If you’re having trouble keeping up with what’s happening in health care reform, you’re not alone. Among recent efforts of interest to post-acute and long-term care practitioners, the Medicare Payment Advisory Commission (MedPAC) is urging the immediate repeal and replacement of the Merit-based Incentive Payment Systems (MIPS). According to MedPAC, MIPS places a burden on physicians without any guarantee or proof that it will improve care.
This move shouldn’t be surprising coming from an administration that early on focused on reduced regulatory oversight and costs—for health care and other industries. At the end of January, in fact, President Trump issued an executive order (EO) aimed at reducing and controlling regulatory costs. Specifically, it said, “For every one new regulation issued, at least two prior regulations must be identified for elimination, and that the cost of planned regulations be prudently managed and controlled through a budgeting process.” Nonetheless, to date none of the President’s EOs have addressed or are expected to affect MIPS’ implementation. In fact, CMS is currently field testing several MIPS episodes.
While MedPAC doesn’t have the authority to create policy, it does carry influence with both Congress and the Centers for Medicare and Medicaid Services (CMS). So while I wouldn’t throw a MIPS farewell party yet, the program is likely to come under scrutiny in the coming months. MedPAC commissioners ware nearly unanimous in their agreement that MIPS should be repealed.

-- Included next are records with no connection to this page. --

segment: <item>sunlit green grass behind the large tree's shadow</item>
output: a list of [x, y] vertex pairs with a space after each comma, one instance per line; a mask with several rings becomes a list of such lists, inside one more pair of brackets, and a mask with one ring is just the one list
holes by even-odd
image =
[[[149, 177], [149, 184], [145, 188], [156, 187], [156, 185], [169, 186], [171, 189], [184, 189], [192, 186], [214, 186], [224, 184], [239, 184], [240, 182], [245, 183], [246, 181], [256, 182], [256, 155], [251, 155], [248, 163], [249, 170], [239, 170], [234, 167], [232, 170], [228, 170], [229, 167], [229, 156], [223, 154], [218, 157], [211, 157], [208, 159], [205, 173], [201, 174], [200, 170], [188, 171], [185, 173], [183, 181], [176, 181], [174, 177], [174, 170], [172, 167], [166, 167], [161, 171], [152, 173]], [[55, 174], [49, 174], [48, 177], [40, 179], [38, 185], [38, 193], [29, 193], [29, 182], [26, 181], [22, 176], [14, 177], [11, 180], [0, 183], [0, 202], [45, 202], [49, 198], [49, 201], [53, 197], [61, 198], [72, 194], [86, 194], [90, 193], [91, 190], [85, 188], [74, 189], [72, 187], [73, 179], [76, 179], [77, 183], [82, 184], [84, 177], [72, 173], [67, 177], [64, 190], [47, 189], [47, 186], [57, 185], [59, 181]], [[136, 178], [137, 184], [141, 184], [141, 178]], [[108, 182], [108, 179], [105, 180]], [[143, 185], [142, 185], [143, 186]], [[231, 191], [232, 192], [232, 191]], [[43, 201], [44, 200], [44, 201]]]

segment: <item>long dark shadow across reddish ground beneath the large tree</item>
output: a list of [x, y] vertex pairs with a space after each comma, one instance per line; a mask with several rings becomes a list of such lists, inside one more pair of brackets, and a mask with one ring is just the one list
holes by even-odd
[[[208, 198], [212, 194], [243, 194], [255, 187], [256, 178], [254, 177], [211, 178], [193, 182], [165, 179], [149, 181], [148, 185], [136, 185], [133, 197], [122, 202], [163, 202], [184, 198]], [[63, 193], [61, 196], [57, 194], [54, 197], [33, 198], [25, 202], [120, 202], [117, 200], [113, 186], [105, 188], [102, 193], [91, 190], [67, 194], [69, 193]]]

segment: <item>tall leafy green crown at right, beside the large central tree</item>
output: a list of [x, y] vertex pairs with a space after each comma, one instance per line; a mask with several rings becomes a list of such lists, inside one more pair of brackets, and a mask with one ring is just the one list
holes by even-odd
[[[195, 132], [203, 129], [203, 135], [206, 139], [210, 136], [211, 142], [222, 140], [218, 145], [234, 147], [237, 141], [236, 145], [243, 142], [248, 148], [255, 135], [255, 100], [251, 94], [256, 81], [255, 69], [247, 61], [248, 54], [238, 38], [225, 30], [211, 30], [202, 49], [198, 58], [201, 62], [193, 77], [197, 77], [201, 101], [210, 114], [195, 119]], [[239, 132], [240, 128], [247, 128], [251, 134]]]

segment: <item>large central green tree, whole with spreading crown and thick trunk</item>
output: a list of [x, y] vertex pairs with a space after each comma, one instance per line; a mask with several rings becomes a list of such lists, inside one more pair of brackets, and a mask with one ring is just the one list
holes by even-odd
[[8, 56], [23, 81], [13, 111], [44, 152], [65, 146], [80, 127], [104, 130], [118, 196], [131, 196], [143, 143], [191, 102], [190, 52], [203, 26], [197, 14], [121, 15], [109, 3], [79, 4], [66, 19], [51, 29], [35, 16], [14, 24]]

Why has MedPAC targeted MIPS? The initiative was designed as a pay-for-performance initiative that pays physicians on four categories: quality, resource use, clinical practice improvement, and advancing care information via health information technology (i.e., meaningful use). While CMS estimates that over 400,000 physicians will be submitting MIPS data for this year, MedPAC says the program is seriously flawed.
One concern—which is shared by many practitioners and providers—is that the quality measures focus on how physicians perform instead of whether or not the actions ultimately improved care/outcomes.
Another flaw, according to MedPAC, is that MIPS lets clinicians choose the measures for which they will be evaluated; there currently isn’t anything in place to discourage them from choosing measures on which they tend to perform well. At the same time, several MIPS categories rely on self-reporting; and there are concerns that this could negatively impact the validity of results.
Finally, MedPAC just doesn’t think that MIPS is cost-efficient. CMS estimates that providers will spend over $1 billion to report and track MIPS measures this year alone. Yet there is no data to suggest that the savings will exceed the expenditures or even come close. It is worth noting that this isn’t the first time that MedPAC has targeted MIPS. In its June report to Congress, the commission included a detailed proposal to simplify MIPS reporting to reduce the burden on physicians.
If MIPS is scrapped, then what? All Medicare physicians not in an alternative payment model (APM) such such as an Accountable Care Organization would have 2% of their payments withheld. After the money is withheld, providers would have two options:
- To get the money back, those not in an APM could join a group of clinicians and become part of a new voluntary pay model where they would be evaluated on performance-based measures, such a mortality rates.
- The other option is to stay in fee-for-service mode and lose out on the 2% withheld reimbursement.
Organizations representing the PA/LTC industry are monitoring this issue and may issue comments on MIPS and advanced payment in the months ahead. Organizations such as the American Health Care Association and AMDA—The Society for Post-Acute and Long-Term Care Medicine likely will be coordination on MIPS-related issues.